Jumat, 10 April 2009
Jumad Agung
Bacaan : Yes 52:13 – 53:12; Ibr 4:14-16; 5:7-9; Yoh 18:1 - 19:42
Mengapa Yesus mati? Saya kira, inilah pertanyaan yang mungkin menghantui pikiran orang Kristen sepanjang hari Jumad Agung ini. Pertanyaan yang sungguh mengusik nurani, tetapi sekaligus mengandung kebenaran tentang keselamatan kita. Atas dasar pertimbangan inilah, saya memberanikan diri untuk mengundang kita: Mari kita coba dalami lebih lanjut, entahkah kita dapat menemukan jawabannya.

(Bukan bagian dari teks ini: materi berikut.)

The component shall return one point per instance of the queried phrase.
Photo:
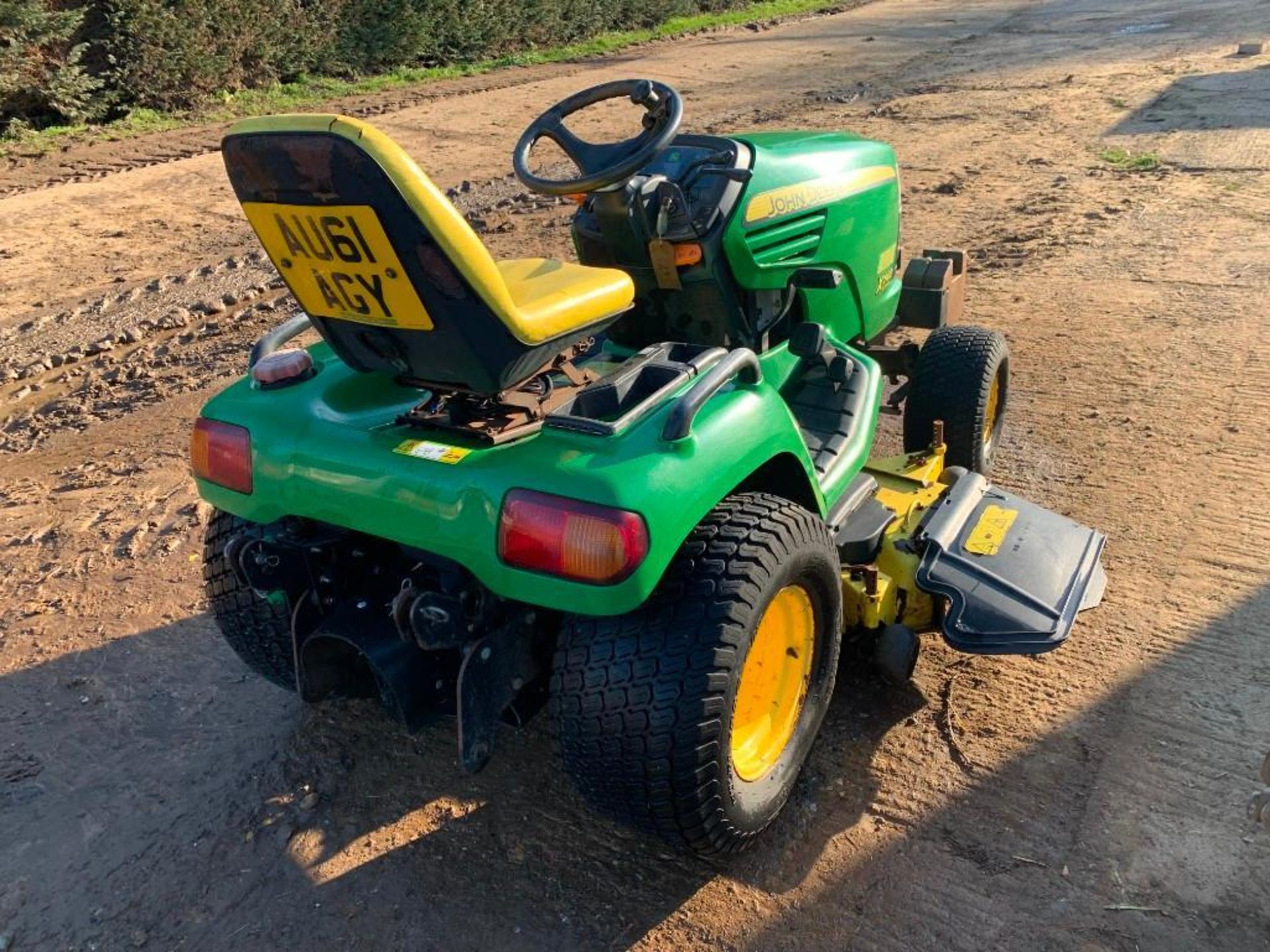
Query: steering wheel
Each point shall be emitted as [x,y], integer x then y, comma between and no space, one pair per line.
[603,164]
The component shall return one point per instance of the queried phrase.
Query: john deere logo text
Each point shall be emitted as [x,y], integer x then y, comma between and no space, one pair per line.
[812,193]
[339,263]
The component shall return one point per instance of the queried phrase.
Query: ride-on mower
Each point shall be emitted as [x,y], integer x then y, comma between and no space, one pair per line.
[638,489]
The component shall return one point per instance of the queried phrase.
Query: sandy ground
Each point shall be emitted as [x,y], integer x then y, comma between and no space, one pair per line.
[155,795]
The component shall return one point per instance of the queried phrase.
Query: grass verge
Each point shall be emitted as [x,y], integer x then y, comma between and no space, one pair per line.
[1124,160]
[310,92]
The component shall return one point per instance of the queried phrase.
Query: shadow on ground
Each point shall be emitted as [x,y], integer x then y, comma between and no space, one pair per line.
[160,778]
[154,777]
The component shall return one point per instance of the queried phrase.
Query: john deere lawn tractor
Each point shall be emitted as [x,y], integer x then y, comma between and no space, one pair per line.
[636,491]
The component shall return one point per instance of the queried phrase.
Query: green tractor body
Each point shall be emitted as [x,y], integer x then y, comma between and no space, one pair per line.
[491,481]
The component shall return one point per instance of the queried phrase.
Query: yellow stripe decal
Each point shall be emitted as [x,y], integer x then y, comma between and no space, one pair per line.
[816,192]
[990,532]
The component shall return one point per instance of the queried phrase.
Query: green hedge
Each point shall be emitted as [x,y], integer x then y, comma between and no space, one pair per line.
[64,61]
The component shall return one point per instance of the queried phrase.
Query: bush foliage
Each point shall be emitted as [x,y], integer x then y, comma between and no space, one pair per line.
[75,60]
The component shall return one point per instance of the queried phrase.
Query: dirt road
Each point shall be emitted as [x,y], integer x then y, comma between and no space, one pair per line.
[155,795]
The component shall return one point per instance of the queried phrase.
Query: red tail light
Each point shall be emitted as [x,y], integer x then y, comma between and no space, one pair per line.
[571,539]
[222,454]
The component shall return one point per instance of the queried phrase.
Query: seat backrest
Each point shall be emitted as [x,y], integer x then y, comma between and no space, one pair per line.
[393,276]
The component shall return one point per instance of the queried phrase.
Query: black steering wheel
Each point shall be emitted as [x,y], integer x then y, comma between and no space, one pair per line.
[603,164]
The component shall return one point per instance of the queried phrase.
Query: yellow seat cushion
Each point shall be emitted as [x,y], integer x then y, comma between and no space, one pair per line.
[550,299]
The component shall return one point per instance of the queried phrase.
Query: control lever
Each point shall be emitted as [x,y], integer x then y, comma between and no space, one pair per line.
[810,342]
[671,205]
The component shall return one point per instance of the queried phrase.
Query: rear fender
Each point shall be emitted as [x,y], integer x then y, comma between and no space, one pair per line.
[328,450]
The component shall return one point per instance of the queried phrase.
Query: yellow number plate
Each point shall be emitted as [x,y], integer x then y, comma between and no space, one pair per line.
[990,532]
[338,263]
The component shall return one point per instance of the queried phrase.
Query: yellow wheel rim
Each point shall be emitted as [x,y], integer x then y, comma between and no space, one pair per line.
[990,414]
[773,683]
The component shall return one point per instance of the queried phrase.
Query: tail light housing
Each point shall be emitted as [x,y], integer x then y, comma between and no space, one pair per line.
[570,539]
[222,454]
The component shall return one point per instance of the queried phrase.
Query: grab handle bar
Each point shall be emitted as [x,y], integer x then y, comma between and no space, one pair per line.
[278,337]
[742,362]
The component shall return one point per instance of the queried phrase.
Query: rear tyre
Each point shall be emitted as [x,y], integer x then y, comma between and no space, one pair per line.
[963,379]
[693,715]
[257,629]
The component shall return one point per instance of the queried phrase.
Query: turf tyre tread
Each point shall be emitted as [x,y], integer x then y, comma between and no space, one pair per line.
[639,699]
[954,375]
[257,629]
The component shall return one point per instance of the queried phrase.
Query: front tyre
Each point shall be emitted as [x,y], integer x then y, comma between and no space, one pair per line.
[257,629]
[693,715]
[963,379]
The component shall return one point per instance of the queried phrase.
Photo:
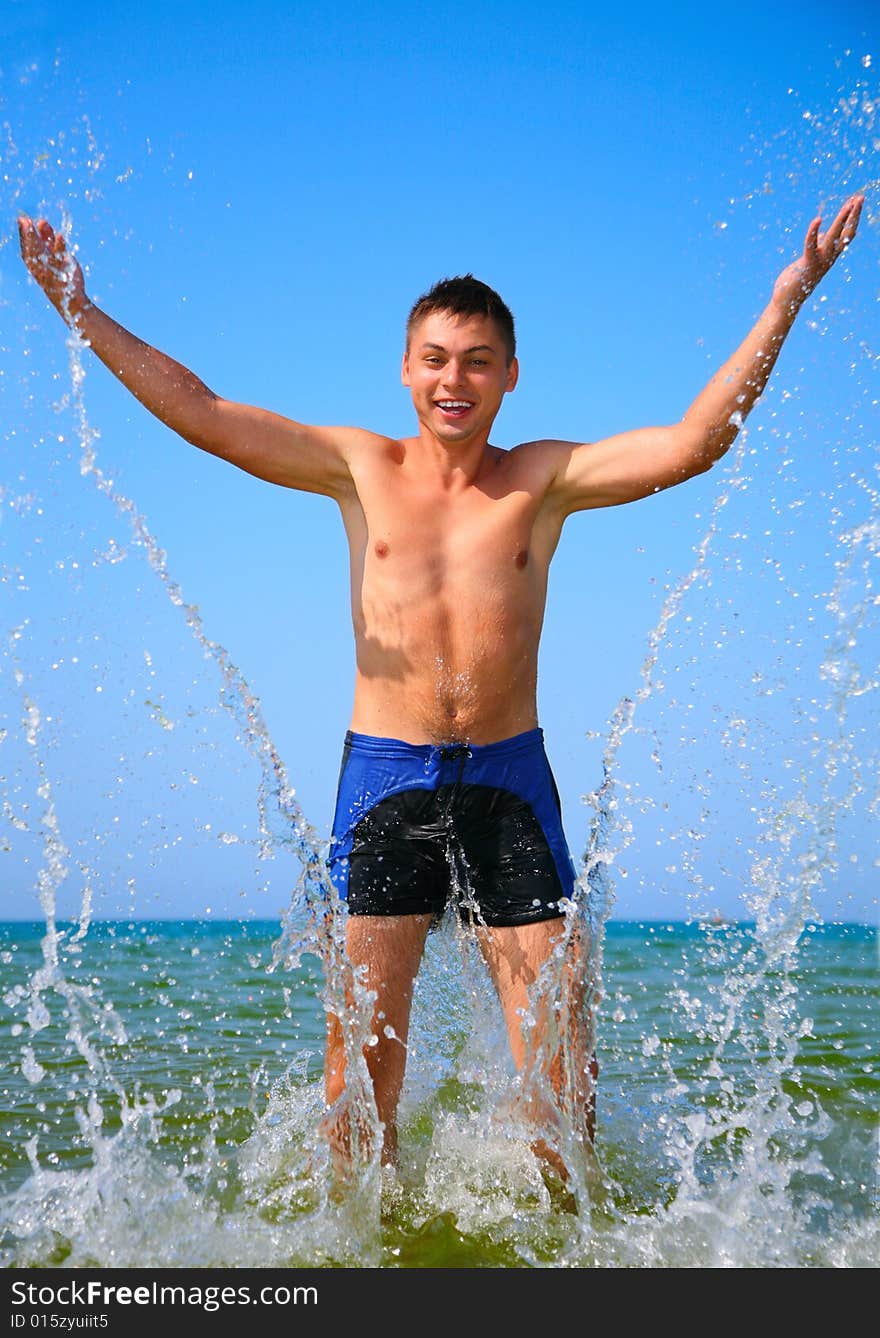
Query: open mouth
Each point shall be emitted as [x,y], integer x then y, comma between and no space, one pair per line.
[454,408]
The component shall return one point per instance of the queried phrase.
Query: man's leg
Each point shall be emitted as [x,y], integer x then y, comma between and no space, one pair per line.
[515,957]
[389,949]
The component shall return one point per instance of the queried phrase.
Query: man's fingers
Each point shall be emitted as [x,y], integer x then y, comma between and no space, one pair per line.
[844,226]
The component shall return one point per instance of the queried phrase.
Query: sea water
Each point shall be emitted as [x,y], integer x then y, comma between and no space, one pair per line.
[162,1095]
[198,1144]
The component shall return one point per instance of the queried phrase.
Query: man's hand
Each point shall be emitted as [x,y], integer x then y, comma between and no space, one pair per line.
[52,265]
[820,252]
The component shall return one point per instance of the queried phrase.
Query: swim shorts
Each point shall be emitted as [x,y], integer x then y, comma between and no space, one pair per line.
[417,826]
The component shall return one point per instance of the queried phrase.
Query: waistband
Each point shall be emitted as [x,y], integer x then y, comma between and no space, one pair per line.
[379,747]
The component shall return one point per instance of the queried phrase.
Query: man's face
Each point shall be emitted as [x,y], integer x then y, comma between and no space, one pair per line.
[458,373]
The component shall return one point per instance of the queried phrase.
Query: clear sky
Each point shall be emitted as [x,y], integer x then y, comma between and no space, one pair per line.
[262,192]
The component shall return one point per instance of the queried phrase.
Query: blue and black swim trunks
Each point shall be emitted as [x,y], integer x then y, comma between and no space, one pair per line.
[417,826]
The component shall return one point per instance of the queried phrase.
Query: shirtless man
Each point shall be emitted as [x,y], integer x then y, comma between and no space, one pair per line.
[444,780]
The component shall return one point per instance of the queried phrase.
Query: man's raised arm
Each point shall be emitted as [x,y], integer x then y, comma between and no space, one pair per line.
[634,464]
[266,444]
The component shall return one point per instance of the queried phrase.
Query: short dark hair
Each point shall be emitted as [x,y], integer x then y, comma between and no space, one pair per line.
[466,296]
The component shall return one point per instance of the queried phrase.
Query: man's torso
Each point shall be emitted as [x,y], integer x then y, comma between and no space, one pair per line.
[448,590]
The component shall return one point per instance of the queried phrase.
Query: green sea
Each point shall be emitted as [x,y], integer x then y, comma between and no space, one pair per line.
[162,1105]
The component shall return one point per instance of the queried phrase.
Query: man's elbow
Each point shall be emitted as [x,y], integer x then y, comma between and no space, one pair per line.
[698,448]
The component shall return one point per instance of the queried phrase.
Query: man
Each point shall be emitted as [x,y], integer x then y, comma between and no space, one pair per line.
[444,782]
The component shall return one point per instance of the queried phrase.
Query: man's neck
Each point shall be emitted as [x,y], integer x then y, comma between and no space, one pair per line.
[454,464]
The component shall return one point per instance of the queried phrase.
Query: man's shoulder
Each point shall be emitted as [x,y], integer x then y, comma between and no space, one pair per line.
[542,456]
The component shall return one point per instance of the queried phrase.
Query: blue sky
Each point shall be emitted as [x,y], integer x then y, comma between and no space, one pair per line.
[262,194]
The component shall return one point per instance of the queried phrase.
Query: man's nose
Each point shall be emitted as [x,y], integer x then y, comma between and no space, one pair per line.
[452,373]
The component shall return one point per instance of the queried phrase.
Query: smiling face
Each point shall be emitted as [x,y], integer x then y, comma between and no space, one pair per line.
[458,372]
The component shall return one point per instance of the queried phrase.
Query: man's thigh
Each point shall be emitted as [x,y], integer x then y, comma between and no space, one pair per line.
[388,950]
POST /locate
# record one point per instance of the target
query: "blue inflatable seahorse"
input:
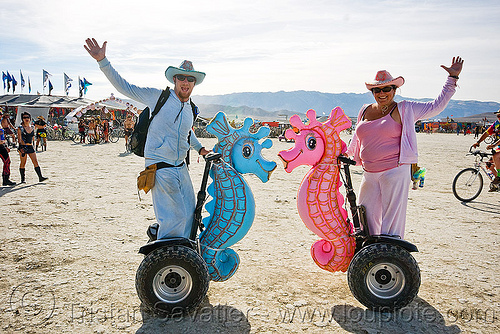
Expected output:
(232, 208)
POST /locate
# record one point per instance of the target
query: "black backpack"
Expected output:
(140, 133)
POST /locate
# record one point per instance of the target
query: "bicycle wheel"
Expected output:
(468, 184)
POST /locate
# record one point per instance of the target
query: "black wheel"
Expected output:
(384, 277)
(467, 185)
(172, 280)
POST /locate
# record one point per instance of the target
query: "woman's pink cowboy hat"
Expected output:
(384, 78)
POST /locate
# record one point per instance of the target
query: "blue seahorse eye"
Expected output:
(311, 143)
(247, 151)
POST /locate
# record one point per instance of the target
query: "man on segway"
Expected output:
(167, 142)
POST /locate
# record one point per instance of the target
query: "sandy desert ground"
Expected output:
(68, 250)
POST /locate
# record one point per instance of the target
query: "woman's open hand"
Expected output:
(456, 66)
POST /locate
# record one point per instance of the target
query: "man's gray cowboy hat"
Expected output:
(384, 78)
(186, 68)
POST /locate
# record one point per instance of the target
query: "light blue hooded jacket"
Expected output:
(168, 132)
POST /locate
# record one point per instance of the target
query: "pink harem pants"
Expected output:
(385, 197)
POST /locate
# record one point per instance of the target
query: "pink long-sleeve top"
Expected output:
(411, 112)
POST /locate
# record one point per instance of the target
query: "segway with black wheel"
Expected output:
(173, 277)
(383, 275)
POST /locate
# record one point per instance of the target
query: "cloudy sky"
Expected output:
(256, 46)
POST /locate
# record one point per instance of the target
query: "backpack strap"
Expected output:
(165, 94)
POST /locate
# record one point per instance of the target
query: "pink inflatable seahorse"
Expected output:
(319, 201)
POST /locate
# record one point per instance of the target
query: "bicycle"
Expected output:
(468, 183)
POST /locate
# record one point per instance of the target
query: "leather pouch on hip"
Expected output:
(146, 178)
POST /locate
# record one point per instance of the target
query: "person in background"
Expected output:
(169, 138)
(129, 128)
(105, 129)
(4, 155)
(8, 128)
(41, 132)
(25, 134)
(81, 130)
(385, 144)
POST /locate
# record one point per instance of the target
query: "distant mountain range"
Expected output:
(281, 105)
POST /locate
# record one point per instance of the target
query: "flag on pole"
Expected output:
(85, 85)
(50, 87)
(67, 83)
(45, 77)
(23, 83)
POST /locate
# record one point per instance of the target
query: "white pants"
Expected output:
(385, 197)
(173, 202)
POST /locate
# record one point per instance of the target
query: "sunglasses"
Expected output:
(385, 89)
(183, 77)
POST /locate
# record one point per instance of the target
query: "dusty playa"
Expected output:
(68, 251)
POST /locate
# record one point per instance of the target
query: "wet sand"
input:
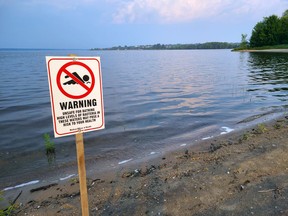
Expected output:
(243, 173)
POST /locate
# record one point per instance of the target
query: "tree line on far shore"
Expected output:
(207, 45)
(271, 31)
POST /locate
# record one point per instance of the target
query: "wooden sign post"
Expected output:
(77, 107)
(82, 173)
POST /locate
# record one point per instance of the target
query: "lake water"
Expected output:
(154, 101)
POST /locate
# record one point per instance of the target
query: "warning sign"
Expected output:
(76, 94)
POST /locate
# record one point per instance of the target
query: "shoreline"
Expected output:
(217, 176)
(264, 50)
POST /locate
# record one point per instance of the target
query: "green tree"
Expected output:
(284, 28)
(267, 32)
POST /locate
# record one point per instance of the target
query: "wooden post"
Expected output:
(82, 173)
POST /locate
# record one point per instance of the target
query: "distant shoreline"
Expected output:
(266, 50)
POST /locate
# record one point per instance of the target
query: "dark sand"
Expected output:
(243, 173)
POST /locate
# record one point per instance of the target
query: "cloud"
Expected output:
(59, 4)
(175, 11)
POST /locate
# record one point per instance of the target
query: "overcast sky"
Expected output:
(106, 23)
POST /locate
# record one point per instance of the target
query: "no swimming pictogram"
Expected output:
(75, 80)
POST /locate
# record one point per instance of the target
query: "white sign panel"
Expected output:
(76, 95)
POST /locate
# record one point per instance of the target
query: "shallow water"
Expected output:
(154, 101)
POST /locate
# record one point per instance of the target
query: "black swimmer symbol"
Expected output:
(85, 79)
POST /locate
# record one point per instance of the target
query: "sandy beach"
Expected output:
(241, 173)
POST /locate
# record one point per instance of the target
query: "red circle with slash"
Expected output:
(64, 70)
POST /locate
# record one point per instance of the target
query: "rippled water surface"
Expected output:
(154, 100)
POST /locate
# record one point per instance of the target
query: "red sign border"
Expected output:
(52, 98)
(60, 71)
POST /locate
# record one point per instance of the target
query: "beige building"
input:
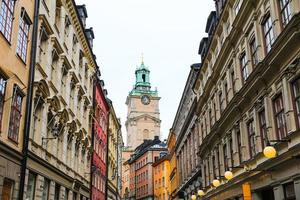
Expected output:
(60, 136)
(143, 120)
(16, 19)
(113, 136)
(247, 99)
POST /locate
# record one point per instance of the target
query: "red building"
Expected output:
(100, 123)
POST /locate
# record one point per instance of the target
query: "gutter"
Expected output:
(93, 140)
(117, 174)
(29, 99)
(107, 147)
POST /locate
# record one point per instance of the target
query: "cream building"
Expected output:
(143, 120)
(113, 137)
(60, 136)
(16, 18)
(247, 99)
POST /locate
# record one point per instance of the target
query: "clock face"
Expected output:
(145, 99)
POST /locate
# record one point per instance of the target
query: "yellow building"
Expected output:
(172, 179)
(113, 176)
(16, 19)
(161, 171)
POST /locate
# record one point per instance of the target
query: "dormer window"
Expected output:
(144, 78)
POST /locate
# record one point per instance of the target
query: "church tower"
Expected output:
(143, 120)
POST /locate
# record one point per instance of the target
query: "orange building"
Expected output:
(162, 186)
(126, 153)
(173, 164)
(141, 184)
(16, 38)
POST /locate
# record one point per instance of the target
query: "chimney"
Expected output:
(105, 92)
(90, 36)
(82, 14)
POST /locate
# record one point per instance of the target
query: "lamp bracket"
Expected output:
(280, 141)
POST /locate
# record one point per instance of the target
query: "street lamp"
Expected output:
(270, 151)
(228, 175)
(201, 193)
(216, 183)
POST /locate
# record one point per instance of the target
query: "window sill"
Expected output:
(13, 141)
(22, 61)
(8, 42)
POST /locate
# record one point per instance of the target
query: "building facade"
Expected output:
(15, 46)
(126, 153)
(173, 177)
(141, 185)
(247, 92)
(143, 121)
(112, 163)
(161, 183)
(185, 127)
(59, 157)
(99, 168)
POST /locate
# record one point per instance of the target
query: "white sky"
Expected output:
(168, 32)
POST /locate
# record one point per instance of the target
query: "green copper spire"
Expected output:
(142, 81)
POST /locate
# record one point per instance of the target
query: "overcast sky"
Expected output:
(167, 32)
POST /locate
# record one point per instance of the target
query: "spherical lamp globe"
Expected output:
(201, 193)
(216, 183)
(228, 175)
(270, 152)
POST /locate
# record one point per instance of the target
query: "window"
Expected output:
(23, 36)
(239, 144)
(268, 33)
(205, 175)
(2, 96)
(244, 66)
(225, 156)
(15, 115)
(285, 10)
(221, 101)
(237, 7)
(251, 137)
(64, 72)
(226, 90)
(231, 149)
(263, 127)
(279, 117)
(58, 13)
(31, 187)
(74, 196)
(7, 189)
(6, 18)
(57, 192)
(296, 92)
(232, 76)
(289, 191)
(253, 49)
(46, 187)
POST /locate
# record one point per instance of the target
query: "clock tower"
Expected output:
(143, 120)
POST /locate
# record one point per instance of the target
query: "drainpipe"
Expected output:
(107, 147)
(117, 174)
(29, 99)
(93, 137)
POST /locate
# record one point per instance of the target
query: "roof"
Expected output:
(148, 145)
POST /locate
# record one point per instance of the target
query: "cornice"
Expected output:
(77, 24)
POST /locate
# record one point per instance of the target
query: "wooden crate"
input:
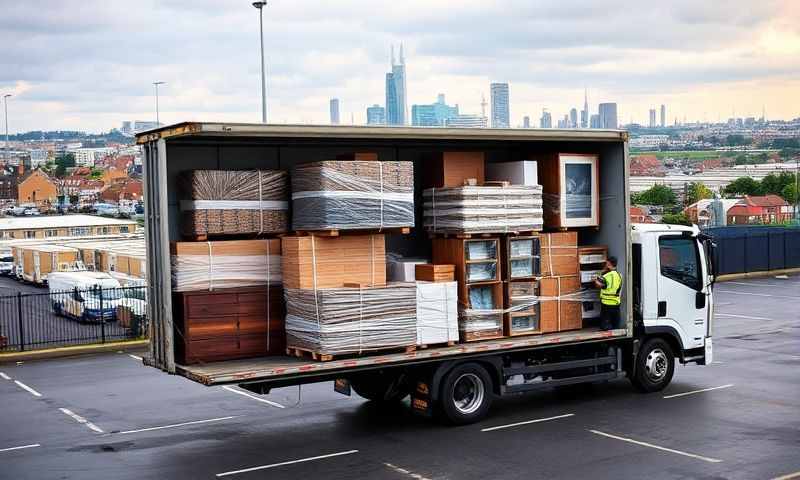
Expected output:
(228, 324)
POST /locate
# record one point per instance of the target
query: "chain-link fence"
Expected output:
(31, 321)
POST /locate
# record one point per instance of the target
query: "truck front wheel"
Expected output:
(655, 365)
(466, 394)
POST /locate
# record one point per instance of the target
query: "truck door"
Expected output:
(682, 293)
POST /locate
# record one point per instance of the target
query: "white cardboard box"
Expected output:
(522, 172)
(437, 312)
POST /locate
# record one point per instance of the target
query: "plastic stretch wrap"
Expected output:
(230, 202)
(348, 195)
(210, 272)
(335, 321)
(483, 209)
(437, 312)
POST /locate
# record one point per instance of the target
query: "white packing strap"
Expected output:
(188, 205)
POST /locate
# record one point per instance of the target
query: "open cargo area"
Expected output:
(402, 197)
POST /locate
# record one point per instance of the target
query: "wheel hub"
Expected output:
(656, 365)
(468, 393)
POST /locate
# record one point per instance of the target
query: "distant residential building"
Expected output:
(468, 121)
(396, 106)
(376, 115)
(546, 121)
(608, 115)
(433, 115)
(334, 107)
(501, 116)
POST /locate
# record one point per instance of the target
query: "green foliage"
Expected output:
(676, 219)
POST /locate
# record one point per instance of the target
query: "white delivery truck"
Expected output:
(667, 276)
(85, 296)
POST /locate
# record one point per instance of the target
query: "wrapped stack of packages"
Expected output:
(352, 195)
(233, 202)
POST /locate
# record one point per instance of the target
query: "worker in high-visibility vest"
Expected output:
(610, 285)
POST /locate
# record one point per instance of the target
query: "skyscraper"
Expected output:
(608, 115)
(501, 117)
(396, 107)
(334, 111)
(376, 115)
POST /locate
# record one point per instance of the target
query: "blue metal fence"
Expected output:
(743, 249)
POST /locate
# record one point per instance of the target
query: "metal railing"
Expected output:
(31, 321)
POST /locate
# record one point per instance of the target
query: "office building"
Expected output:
(501, 117)
(433, 115)
(396, 107)
(334, 111)
(608, 115)
(376, 115)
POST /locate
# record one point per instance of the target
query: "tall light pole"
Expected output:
(5, 107)
(260, 6)
(156, 85)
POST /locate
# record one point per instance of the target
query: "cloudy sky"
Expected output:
(89, 64)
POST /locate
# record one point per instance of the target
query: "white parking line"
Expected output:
(657, 447)
(262, 400)
(196, 422)
(698, 391)
(80, 419)
(527, 422)
(290, 462)
(28, 389)
(33, 445)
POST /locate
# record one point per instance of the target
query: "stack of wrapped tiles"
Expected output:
(232, 202)
(483, 209)
(352, 195)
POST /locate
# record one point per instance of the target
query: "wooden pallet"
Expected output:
(336, 232)
(325, 357)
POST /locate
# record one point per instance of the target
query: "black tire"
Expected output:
(380, 387)
(466, 394)
(655, 366)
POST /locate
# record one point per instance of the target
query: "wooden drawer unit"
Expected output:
(226, 324)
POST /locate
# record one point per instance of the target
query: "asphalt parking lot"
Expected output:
(107, 416)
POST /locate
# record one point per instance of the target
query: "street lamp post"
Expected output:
(260, 6)
(156, 85)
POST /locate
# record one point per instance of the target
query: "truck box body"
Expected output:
(188, 146)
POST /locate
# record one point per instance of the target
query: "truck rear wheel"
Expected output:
(655, 365)
(466, 394)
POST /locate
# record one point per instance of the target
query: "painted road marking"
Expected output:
(409, 473)
(262, 400)
(528, 422)
(33, 445)
(196, 422)
(699, 391)
(657, 447)
(28, 389)
(82, 420)
(290, 462)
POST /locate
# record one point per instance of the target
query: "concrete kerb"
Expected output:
(125, 346)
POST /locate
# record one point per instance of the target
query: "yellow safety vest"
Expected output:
(610, 294)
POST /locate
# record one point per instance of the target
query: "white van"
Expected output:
(79, 295)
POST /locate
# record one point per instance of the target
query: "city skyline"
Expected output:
(674, 55)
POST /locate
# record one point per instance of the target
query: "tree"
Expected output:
(657, 195)
(696, 191)
(743, 186)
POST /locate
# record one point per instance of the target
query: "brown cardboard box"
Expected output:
(335, 260)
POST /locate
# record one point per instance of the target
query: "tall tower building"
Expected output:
(501, 117)
(334, 111)
(396, 106)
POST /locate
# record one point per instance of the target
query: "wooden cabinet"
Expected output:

Mengapa Yesus mati? Jawaban spontan yang diberikan adalah “Itu karena Kesalahan.” Ada pendapat bahwa kematian Yesus demi menyelamatkan kita dari kuasa dosa dan kematian karena Ia dihukum oleh Allah. Apakah pendapat ini bisa dipertanggung jawabkan? Sekarang kita coba lihat pada kenyataan. Dari Kitab Suci, kita baca bahwa bukan Allah yang menyalibkan Yesus, tetapi manusia. Penyaliban adalah vonis hukuman mati yang ditimpahkan kepada Yesus oleh manusia dan yang dilakukan oleh manusia, bukan dari Yang Ilahi. Kita gagal menemukan jawabannya.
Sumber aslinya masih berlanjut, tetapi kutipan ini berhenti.